Après les réticences exprimées par Ernest-Antoine Seillière sur d'éventuelles négociations salariales dans le privé, le vice-président du Medef, Guillaume Sarkozy, a affirmé samedi que de telles négociations n'auront tout simplement pas lieu. Une déclaration qui fait réagir gauche et syndicats.

Guillaume Sarkozy Medef

Jusqu'à présent, le patronat s'est montré assez réticent sur l'ouverture de négociations salariales, tant le Medef, que la CGPME et l'UPA, invitant le gouvernement à ne pas se mêler d'un débat qui n'est pas de son seul ressort, selon eux. Mardi, le président du Medef Ernest-Antoine Seillière, avait ainsi déclaré que "dans le privé, la décision des salaires appartient à l'entreprise". D'ailleurs, avait-t-il martelé, "il n'y a pas d'autorité qui puisse décider des salaires, le Medef moins que personne". Ce samedi, Guillaume Sarkozy a enfoncé le clou : le vice-président du Medef a ainsi affirmé sur Europe 1 qu'il "n'y aura pas en France dans le secteur privé d'ouverture de négociations" sur les salaires. "Cela n'a jamais été et cela ne sera pas. Ce qui existe, par contre, dans les branches, ce sont des négociations sur les salaires minima".

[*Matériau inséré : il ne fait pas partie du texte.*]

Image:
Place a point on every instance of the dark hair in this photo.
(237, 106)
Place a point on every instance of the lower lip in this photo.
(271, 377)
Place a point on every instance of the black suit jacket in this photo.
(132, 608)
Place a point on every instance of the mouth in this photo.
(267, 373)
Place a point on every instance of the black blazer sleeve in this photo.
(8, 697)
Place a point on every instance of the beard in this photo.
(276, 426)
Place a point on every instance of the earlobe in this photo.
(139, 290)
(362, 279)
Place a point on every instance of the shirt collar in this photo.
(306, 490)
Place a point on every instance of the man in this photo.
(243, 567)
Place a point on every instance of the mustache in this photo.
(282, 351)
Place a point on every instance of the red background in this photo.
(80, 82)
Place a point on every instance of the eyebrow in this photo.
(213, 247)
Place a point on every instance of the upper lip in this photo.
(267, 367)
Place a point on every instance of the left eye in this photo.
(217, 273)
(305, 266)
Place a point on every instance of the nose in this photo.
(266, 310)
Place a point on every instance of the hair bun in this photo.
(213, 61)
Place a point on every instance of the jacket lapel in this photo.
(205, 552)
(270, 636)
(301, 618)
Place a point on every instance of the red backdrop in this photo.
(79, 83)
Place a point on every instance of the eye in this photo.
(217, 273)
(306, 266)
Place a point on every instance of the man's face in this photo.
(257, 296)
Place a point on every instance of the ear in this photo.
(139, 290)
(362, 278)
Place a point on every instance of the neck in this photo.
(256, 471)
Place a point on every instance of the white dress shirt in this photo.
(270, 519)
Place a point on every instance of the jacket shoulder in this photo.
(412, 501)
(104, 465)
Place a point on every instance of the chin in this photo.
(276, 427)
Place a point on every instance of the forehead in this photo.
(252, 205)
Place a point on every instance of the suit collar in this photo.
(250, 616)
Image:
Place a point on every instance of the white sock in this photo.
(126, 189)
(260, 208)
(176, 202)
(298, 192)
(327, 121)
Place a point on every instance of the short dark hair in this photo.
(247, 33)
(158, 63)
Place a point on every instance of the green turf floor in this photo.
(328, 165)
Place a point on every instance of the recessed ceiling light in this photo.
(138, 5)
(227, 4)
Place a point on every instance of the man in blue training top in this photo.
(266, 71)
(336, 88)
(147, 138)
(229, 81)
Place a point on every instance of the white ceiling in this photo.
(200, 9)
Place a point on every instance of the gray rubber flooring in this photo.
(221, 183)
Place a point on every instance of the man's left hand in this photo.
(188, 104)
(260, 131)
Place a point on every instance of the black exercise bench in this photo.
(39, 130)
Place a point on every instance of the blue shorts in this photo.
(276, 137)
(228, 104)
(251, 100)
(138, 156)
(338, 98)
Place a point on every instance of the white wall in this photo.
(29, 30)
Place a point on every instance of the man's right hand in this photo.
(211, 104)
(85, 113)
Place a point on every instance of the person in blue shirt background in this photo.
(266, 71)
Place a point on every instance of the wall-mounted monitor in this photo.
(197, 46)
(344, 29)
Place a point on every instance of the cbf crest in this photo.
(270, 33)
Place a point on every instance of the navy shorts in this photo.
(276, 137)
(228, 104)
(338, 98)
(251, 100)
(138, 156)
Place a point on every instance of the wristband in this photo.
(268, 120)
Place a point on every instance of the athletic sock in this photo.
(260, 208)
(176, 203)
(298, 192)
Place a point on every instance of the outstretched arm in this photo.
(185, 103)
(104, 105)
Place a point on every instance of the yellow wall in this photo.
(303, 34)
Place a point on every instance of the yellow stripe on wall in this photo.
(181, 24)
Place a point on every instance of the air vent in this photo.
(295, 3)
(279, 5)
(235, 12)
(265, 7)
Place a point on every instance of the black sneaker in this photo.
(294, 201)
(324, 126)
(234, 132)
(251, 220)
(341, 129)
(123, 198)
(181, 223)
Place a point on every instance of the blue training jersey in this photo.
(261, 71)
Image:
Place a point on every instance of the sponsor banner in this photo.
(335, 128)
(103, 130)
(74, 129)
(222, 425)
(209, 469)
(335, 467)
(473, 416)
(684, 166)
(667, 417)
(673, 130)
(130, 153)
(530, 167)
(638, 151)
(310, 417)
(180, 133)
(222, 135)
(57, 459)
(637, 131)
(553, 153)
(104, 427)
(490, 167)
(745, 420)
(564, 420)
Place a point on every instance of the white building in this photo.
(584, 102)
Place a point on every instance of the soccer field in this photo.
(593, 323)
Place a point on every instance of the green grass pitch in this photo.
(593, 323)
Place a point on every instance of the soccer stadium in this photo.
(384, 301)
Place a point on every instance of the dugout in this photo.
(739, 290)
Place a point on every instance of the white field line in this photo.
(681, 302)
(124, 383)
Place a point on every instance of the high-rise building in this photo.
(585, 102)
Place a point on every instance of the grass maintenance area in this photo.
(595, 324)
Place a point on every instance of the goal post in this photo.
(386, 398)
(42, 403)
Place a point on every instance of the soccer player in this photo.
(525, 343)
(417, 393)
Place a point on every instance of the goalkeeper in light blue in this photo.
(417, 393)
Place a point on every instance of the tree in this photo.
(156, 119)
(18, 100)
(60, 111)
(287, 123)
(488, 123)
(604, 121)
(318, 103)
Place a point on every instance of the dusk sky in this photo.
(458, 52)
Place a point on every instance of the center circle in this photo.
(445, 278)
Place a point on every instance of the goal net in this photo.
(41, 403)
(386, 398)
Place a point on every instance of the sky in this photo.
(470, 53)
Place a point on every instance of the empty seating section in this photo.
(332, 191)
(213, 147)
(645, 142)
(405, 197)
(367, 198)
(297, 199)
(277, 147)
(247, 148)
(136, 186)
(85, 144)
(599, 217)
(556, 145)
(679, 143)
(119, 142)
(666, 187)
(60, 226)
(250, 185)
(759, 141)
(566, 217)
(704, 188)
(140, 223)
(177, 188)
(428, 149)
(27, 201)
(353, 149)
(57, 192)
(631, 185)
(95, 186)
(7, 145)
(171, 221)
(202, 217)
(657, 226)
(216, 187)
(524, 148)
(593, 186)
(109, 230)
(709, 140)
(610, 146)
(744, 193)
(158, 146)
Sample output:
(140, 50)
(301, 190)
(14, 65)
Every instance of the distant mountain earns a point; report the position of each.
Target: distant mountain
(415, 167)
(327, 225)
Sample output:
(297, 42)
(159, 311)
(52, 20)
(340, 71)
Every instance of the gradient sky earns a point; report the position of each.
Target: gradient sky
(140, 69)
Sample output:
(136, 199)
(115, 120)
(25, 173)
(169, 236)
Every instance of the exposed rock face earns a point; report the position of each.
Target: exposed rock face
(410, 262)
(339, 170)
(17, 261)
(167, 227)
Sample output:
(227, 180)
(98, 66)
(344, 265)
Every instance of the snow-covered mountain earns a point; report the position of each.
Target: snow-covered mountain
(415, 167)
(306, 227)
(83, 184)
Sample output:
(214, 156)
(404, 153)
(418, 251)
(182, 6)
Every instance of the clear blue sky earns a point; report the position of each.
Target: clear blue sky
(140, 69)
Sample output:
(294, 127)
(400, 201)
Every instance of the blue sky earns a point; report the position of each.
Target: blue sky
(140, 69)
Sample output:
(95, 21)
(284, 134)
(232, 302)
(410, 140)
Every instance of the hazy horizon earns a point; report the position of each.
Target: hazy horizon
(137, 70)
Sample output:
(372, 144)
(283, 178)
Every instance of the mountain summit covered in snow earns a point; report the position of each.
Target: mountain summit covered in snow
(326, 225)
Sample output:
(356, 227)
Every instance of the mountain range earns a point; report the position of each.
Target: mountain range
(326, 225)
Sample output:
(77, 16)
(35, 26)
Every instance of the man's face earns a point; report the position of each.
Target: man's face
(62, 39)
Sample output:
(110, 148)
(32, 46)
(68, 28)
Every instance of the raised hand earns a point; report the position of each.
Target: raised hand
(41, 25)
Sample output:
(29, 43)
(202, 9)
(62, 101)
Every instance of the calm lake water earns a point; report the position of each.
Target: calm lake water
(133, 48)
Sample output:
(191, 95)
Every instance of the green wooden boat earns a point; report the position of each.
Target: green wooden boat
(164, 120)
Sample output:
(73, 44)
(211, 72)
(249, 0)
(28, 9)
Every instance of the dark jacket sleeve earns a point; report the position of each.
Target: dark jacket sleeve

Une déclaration en forme de fin de non-recevoir, au lendemain même d'une réunion entre les partenaires sociaux et le gouvernement sur le sujet. Le ministre délégué aux Relations du travail Gérard Larcher a d'ailleurs annoncé vendredi la tenue d'une réunion, le 10 juin, pour déterminer les secteurs dans lesquels les négociations salariales sont prioritaires. Par ailleurs, mardi, à la demande de Jean-Pierre Raffarin, le ministre de la Fonction publique Renaud Dutreil rouvrira les négociations sur les salaires des 5,2 millions de fonctionnaires, closes en décembre 2004 sur un constat d'échec. Le gouvernement pourrait proposer à cette occasion une augmentation supplémentaire pour 2005, de manière à ce que la revalorisation des salaires soit équivalente à l'inflation prévisionnelle, soit 1,8%.

"Pas de grand manitou qui décide des salaires"

Mais pour le vice-président du Medef, les situations du public et du privé ne sont pas comparables. "Dans le secteur privé en France, il n'existe pas de grand manitou qui, comme dans le public, décide des salaires. Vous avez 2 millions d'entreprises du secteur privé en France, et vous avez donc 2 millions de décisions et de négociations entre le patron et les salariés", a-t-il précisé. "Cela n'a rien à voir avec le sentiment de la population, des salariés en général, d'avoir suffisamment ou pas suffisamment de pouvoir d'achat. Ce sont deux choses différentes: les petites entreprises sur le territoire sont très inquiètes et leur niveau de résultat ne va pas être bon du tout en 2004", a-t-il résumé. Quant aux "grandes entreprises du CAC 40 qui ont fait des profits importants, il y a des syndicats et des comités d'entreprise. Si ces institutions du personnel trouvent que les salaires ne sont pas élevés dans ces entreprises, elles peuvent jouer leur rôle".

Des déclarations plutôt mal accueillies à gauche et du côté des syndicats. La secrétaire nationale du PCF Marie-George Buffet a vivement réagi sur TF1. Estimant que c'est "l'ensemble des bas salaires et des salaires moyens qu'il faut augmenter d'urgence" et non pas seulement les minimas sociaux comme le préconise le gouvernement, Mme Buffet s'est exclamée : "qu'est-ce que c'est que ce gouvernement et ce patronat qui ne veulent pas entrendre ce qui monte dans le pays, c'est-à-dire l'aspiration à une augmentation du pouvoir d'achat!". Rémi Jouan, secrétaire national de la CFDT, a estimé pour sa part sur RMC qu'il "n'est pas nécessaire" que Guillaume Sarkozy "jette de l'huile sur le feu".